11 May 2012

Oh, still November, re-reading yet once more

Science Fiction | Hal Clement

Currently re-reading Hal Clement's Needle

This book was first published in 1949, way before most of us were even born. Hal Clement was a school teacher of physics, and most of his books feature aliens and/or kids. This one is no different, it has both. :)

It also has these reminders of the 1940s, which are just as often double-take moments as quaint and somehow cute. A population of 2 billion. Only! 15 year olds on bicycles, who also drive jeeps and casually ask permission to go blow up something with a stick of dynamite. (What!?) And turbo-prop planes, while the biology people have created bacteria that convert vegetable matter to oil. And a school syllabus of English, Physics, Latin and French. I kid you not.

So, the alien, a virus-based lifeform with amoebic shape, crashlands on earth while chasing an alien murderer. Being a symbiote, it hunts for a suitable host. Kills a shark (unsuitable), but then finds a boy. So, now the Boy holds the Fate of Earth in his Hands. Because the alien enlists his help in hunting down the villain. Who is hidden in the haystack of 2 billion, and the needle, as the book says, has crept inside one of the straws.

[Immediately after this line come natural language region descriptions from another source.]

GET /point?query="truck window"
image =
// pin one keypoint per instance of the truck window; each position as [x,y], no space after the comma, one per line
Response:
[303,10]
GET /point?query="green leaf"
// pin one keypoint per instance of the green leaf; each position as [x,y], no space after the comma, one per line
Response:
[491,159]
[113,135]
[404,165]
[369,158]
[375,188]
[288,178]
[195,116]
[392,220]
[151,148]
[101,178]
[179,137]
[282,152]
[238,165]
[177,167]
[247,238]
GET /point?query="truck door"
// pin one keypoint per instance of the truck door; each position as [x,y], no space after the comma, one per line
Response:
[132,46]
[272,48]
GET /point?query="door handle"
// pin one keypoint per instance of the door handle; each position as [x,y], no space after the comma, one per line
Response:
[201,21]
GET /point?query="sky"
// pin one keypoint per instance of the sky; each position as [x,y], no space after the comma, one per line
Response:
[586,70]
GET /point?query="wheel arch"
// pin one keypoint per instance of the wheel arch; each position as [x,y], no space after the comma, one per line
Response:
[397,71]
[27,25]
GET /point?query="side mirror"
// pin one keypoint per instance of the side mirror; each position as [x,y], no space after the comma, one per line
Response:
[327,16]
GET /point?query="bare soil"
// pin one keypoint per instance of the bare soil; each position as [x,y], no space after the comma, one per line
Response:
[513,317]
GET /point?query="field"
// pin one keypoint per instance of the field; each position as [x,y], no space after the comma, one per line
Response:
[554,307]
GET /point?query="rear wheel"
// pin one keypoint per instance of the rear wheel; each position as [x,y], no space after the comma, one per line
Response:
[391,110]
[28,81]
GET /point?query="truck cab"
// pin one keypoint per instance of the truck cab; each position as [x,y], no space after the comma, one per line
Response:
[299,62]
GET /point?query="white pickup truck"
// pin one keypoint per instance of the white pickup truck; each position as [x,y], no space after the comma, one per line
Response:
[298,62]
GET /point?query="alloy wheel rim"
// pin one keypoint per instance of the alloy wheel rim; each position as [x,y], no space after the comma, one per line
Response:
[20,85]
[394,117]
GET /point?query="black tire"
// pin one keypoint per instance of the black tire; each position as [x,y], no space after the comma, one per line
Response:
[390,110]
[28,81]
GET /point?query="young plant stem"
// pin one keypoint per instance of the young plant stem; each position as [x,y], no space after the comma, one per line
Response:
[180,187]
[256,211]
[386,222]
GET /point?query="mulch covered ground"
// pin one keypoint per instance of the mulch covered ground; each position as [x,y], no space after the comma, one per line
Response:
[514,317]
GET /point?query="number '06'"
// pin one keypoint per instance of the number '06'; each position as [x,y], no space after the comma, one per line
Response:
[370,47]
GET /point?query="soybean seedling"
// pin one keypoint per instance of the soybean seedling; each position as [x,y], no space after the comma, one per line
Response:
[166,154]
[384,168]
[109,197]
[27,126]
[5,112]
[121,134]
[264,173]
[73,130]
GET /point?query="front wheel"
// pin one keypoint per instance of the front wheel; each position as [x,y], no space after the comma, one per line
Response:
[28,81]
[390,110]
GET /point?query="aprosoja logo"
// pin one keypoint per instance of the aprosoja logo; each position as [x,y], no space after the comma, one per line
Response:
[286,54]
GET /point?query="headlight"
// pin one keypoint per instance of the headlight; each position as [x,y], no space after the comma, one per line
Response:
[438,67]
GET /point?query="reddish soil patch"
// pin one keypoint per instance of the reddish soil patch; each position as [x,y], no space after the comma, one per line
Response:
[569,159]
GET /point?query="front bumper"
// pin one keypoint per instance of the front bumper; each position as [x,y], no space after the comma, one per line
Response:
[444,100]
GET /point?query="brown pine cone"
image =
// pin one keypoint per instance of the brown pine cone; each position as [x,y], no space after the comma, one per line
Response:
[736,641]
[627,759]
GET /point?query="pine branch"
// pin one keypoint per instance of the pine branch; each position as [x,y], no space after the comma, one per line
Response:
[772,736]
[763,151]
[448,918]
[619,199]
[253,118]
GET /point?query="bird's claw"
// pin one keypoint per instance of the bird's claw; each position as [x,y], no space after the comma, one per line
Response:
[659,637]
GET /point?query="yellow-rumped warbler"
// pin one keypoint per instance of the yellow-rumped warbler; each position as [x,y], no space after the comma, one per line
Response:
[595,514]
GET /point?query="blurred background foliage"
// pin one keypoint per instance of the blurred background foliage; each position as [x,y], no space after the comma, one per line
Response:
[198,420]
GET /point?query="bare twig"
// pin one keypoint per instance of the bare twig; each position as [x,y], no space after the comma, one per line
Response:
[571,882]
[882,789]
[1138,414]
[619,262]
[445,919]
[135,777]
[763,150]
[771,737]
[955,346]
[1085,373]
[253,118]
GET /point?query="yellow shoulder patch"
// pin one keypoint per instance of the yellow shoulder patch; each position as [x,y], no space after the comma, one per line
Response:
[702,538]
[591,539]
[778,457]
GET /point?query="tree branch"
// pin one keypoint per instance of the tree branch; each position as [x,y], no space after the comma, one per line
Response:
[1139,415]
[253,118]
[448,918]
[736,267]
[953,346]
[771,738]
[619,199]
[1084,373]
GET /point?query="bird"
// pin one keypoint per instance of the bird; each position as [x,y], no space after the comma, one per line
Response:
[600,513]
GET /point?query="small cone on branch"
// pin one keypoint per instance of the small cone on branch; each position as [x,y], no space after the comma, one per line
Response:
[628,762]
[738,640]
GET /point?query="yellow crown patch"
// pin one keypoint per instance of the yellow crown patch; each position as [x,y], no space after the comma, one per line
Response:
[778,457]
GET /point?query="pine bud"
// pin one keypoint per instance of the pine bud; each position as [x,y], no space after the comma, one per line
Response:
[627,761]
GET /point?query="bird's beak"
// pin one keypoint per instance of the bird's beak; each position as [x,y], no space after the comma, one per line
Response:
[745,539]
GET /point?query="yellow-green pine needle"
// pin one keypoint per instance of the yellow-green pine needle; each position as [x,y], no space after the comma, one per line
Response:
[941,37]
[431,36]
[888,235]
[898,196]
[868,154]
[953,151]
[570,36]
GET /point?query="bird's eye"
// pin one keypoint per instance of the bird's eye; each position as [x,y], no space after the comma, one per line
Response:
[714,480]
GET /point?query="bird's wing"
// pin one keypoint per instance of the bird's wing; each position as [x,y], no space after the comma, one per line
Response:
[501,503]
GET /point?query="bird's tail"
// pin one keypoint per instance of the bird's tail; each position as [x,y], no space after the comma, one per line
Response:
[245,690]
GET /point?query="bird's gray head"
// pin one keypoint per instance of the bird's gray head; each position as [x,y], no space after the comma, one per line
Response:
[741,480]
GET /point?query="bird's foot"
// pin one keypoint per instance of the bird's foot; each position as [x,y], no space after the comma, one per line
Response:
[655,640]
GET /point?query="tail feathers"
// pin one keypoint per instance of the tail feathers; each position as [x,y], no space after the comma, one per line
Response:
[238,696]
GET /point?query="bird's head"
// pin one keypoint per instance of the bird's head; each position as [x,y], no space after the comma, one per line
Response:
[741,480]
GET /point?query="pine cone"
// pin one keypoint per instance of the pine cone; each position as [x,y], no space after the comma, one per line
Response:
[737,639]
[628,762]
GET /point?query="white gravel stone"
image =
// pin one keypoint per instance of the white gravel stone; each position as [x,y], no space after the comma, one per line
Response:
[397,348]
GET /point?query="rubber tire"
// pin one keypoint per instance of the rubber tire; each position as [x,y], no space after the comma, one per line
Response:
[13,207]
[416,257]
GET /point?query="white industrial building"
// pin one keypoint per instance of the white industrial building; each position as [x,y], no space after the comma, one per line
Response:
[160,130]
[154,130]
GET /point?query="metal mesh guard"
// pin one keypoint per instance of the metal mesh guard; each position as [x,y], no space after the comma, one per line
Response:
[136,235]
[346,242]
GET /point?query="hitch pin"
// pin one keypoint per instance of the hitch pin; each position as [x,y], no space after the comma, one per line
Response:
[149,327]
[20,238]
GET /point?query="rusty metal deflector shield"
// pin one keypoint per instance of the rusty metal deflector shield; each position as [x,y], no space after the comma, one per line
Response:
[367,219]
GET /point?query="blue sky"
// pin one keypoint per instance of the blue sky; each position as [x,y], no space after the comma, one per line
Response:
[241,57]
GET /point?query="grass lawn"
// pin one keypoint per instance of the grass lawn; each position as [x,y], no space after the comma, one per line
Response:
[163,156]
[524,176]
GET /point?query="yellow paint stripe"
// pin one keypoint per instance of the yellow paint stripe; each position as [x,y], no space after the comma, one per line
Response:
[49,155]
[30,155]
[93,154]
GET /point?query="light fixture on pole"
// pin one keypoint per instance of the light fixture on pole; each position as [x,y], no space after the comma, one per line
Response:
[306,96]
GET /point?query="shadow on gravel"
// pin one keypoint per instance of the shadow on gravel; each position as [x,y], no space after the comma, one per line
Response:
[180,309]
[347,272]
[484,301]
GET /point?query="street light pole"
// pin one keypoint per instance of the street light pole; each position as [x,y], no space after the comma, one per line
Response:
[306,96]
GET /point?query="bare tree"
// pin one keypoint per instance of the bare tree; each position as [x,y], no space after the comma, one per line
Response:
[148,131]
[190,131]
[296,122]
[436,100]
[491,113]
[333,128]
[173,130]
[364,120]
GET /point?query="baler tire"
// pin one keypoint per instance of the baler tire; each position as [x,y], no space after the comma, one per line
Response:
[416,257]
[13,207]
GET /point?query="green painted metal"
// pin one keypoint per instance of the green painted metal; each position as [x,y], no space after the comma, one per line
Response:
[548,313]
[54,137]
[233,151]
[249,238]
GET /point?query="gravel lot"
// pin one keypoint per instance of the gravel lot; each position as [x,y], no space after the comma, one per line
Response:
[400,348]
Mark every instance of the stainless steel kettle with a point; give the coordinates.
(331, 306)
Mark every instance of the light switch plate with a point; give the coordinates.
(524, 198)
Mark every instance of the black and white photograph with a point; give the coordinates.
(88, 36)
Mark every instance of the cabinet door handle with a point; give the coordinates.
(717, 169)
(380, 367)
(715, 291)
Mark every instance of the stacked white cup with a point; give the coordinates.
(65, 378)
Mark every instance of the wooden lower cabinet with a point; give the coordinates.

The first 70 pages cover the story till the point that the alien establishes communication with the boy he lives within, and persuades him to return to Hawaii to track down the criminal. I'm about at this point.

OK, I've forgotten who is the person who ends up harbouring the villain, and whether he did it voluntarily or not, and how the villain was tracked and arrested, and how they went home. But it's a Hal Clement book. Happy endings for all. :)

Anyway, I strongly recommend Hal Clement books for young teenagers of all ages. He used to check experimentally all the weird atmospheres and reactions he reported (except probably Mission of Gravity).


More Hal Clement books I've enjoyed: Mission of Gravity, it's sequel Starlight, Close to Critical, Nitrogen Fix and even Iceworld, whose gangsters and cops aliens compensate for the thoroughly dated humans in it.

More books/stories about intelligent alien symbionts: Damon Knight's series CV, The Observers and A Reasonable World, which feature their own set of baffling humans and straightforward symbionts. Robert Silverberg's stories, Amanda and the Alien, in which again, Amanda is the weirder, and The Symbiont, a creepy piece that will stay with you long after it's done (both stories are in his collected stories vol 1: Pluto in the Morning Light).